体のどこかが悪いからではなく、悪くない結果をつまみにおいしくお酒を頂きましょうという考え方である。
即日わかる範囲での結果は、酒のおかげで、中性脂肪はわずかに高めであるが、至って健康であった。
こんな体に産んでくれた両親に感謝したい。
ドックの最難関である胃部の撮影。
バリュームは生ビールと同じくらい冷やした方が飲みやすい。
「はい、息とめています。はい、こちらがわからグルーっと回って腹這い。
はい気持ちこちら側にひねってください。

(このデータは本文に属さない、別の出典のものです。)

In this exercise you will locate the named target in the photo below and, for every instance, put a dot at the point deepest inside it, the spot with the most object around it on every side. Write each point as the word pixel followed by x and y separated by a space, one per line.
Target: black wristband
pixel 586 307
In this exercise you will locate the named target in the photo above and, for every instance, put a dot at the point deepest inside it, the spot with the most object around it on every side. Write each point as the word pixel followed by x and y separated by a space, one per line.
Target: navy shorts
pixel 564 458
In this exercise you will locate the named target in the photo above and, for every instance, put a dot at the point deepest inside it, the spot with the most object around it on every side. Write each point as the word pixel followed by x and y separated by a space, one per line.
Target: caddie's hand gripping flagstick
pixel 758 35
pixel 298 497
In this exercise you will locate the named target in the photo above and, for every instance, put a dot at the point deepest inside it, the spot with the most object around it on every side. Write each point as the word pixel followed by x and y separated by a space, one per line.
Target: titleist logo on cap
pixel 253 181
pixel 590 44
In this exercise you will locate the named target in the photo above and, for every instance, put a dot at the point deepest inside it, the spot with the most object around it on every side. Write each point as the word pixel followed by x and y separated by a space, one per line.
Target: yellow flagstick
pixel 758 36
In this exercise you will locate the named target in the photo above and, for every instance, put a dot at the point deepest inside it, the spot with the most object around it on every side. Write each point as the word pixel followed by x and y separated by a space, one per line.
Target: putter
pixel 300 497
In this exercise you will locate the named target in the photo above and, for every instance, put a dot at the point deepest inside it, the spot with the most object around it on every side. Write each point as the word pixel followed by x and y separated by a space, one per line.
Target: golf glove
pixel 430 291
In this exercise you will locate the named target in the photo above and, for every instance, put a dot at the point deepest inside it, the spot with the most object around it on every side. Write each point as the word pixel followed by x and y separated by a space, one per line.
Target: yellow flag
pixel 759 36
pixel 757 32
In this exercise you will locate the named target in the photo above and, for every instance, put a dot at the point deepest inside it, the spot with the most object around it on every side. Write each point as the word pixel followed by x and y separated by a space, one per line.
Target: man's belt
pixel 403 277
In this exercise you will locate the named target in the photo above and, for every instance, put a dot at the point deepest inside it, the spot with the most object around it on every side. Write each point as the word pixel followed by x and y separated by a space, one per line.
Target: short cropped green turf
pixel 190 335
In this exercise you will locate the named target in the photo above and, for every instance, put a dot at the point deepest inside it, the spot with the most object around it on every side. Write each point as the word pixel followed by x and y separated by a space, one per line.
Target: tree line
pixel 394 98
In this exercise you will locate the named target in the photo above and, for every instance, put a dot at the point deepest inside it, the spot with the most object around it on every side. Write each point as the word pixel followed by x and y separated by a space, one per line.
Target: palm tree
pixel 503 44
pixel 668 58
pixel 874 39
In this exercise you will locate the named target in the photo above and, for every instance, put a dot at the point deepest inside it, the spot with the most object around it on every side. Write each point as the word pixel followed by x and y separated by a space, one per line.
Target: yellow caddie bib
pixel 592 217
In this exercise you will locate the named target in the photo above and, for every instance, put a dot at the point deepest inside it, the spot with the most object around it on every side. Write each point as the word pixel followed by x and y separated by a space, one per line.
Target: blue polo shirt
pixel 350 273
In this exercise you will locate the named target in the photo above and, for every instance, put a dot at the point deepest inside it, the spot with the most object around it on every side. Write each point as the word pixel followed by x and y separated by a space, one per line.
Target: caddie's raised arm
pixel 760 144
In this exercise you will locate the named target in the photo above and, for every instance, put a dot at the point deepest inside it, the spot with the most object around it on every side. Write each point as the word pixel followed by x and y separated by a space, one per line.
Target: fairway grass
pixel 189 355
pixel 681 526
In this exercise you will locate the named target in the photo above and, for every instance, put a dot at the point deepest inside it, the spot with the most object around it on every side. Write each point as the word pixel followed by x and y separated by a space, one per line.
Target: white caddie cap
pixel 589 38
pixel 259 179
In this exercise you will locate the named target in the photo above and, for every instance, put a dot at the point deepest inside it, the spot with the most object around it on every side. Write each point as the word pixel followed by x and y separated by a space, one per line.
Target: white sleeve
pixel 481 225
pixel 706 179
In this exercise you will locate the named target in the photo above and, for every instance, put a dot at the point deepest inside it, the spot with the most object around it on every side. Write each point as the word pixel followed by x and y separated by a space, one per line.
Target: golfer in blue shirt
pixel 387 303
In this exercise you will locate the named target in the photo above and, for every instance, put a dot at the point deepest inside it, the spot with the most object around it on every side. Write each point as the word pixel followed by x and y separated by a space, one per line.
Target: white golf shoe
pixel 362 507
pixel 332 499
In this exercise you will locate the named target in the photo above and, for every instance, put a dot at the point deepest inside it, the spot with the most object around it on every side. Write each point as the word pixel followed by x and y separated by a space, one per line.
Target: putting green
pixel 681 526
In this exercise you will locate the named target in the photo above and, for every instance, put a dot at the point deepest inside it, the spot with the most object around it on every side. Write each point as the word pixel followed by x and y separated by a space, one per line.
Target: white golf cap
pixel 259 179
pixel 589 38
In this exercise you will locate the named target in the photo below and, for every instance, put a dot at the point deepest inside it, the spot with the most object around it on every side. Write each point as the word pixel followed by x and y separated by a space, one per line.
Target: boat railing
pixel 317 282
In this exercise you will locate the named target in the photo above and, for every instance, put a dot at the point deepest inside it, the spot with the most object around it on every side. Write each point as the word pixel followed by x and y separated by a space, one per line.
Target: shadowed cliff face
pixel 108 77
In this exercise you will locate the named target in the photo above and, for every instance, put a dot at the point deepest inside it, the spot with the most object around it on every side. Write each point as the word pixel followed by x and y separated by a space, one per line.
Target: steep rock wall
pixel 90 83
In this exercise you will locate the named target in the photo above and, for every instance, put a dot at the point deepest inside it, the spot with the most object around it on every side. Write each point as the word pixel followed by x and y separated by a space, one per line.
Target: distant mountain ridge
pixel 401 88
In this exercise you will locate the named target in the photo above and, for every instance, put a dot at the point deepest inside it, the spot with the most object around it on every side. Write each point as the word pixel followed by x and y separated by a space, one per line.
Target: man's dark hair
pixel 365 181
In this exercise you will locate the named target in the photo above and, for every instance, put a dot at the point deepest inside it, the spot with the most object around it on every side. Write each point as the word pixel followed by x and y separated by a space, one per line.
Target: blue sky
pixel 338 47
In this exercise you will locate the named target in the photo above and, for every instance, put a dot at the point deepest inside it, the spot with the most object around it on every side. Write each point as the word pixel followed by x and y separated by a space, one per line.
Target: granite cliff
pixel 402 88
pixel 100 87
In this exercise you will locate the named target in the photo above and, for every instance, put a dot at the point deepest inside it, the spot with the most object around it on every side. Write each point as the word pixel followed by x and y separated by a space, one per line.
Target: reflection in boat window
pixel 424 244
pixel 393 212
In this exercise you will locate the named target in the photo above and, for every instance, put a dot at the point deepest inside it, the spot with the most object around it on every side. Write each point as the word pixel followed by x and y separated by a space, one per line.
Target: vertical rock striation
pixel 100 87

はい、息止めてー」
ドS教官にしごかれるドジで間抜けな亀な気分である。
キュイーン、キュイーンとメカニカルなサウンドを奏でながら動く、名づけるなら「テクニカル一畳間」もしくは「ドSいかだ」の上でまっさかさまにされ、内臓の写真をとられているさなか、
その教官が言った
「そうそう、うまい。」
うれしかった。
俺の前にアクロバット撮影されていたサラリーマン風の男の人は、どうしても教官のディレクションの方向性を理解できなかったらしく、
「腹這い、腹這い、それ仰向けです。」
「おなか膨らませてください。映りませんよー」
と、撮影は難航し、ことあるごとに教官はオペレーティング室から離れ、男のいるとなりの検査室に入り、体の角度を直したりしていた。
オペレーティングルームに戻って椅子に座って撮影を再開しようとするそのたびに
順番待ちしている僕に聞こえるように
「フー」っと口いっぱいに溜めた息を一気に吐き出していた。
「へたくそが」
その背中が言っていた。
その鬼教官にほめられた。
俺はほめられた。
俺はほめられて伸びるタイプだ。
胃を膨らませるための炭酸のせいで、次から次へとこみあげてくるゲップを我慢しながら、
俺は少しだけ笑っていた。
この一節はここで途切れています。